A Brief Look Back in Time

I’m old enough to remember a world before Salesforce, when sales data resided in the IT department and every new report required a custom-built project.

The evolution of cloud-based, user-friendly CRM applications moved data out of IT and closer to the stakeholders, putting sales analytics at the fingertips of sales executives, and enabling reports to be conceived and built on the fly. This next generation CRM transformed how sales teams were managed and ushered in a new level of predictability to sales forecasting.

Back to the Future

Fast forward and today a similar evolution is under way in marketing. SaaS-based solutions like Keen’s are putting a brand’s full knowledge estate at the fingertips of brand marketers. These are the folks who feel the pain when marketing programs fail to demonstrate measurable financial results.

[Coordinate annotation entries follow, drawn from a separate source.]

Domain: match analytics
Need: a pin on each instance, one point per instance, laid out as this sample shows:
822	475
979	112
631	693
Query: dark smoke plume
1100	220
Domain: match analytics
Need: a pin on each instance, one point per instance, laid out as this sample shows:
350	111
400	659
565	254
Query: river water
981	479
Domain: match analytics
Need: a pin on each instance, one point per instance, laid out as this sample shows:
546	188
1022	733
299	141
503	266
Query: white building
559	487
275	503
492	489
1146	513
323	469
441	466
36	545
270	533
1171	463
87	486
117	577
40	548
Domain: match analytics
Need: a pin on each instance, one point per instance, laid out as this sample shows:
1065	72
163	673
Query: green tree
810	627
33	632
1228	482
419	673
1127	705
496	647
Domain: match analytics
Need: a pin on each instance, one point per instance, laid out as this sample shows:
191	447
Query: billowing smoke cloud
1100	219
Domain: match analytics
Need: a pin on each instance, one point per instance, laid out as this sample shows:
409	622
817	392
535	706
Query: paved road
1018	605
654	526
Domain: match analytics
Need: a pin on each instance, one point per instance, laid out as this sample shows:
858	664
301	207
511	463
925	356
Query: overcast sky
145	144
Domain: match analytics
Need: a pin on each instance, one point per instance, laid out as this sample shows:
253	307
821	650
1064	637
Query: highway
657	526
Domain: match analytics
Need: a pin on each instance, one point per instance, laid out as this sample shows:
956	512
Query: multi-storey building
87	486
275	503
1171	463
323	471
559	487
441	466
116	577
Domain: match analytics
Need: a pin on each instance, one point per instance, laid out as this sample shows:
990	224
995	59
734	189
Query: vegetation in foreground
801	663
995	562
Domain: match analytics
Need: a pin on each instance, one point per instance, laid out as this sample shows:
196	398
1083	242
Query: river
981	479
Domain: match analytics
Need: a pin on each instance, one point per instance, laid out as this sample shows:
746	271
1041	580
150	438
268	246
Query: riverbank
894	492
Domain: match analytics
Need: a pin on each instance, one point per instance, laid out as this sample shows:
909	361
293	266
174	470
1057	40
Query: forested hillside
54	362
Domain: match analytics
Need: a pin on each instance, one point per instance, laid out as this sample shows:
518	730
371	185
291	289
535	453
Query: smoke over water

Marketing data traditionally has been the domain of insights and analytics teams, who negotiate and facilitate high-ticket consulting engagements for marketing mix and attribution providers. In addition to being one step removed from the decision (and pain), the cumbersome process of gathering and parsing data to deliver bulky reports does not meet the needs of today’s brand-side stakeholders.

In the old “farm breakfast analogy,” analytics, like the chicken, involved, but the brand team, like the pig, is “committed.” According to 3M’s Head of Global Insights & Analytics for Consumer Brands, Dawn Cunningham:

“I think getting data into the hands of decision makers is one of the most critical “modern marketing” priorities.”

Owning Your Destiny

Given the pace and complexity of today’s marketing landscape, brand marketers desire greater agency over the decisions that will determine the future of their brands (and often their careers). The power of today’s forward-looking marketing decision-support solutions includes:

  1. While they measure past performance, their focus and value derive from the ability to guide strategic decision making to optimize future outcomes.
  2. The platform uses a company’s own data, as well as a robust base of marketing elasticity estimates, enabling marketers to do blue-sky scenario planning and uncover opportunities in channels where it has limited to no prior experience.
  3. The system learns with the user, so once an annual plan is created, and as new data is added, machine learning helps the marketer apply that new knowledge to recast their plan and outcomes in real-time as the program and market unfold.

“Keen’s data models really helped us understand, where does our marketing drive profitability and sales.”

Andy Judd,

CMO, Yasso Greek Frozen Yogurt

Redefining Roles By Value

What happens then to the massive investments many companies have in internal centers of excellence for analytics and insights?

Rather than becoming obsolete, this new paradigm frees analytics experts to move upstream, pivoting away from tactical measurement and granularity, and the methodological differences between past and new techniques. The future analytics and insights professional will focus on helping to drive outcomes and value portfolio-wide by supporting continuous optimization and decision making. According to John Rehfeld, Associate Director Insights and Planning with Post:

“Predictive analytics have allowed us to make decisions faster, pivot away from poor decisions more quickly and accelerate good decisions.”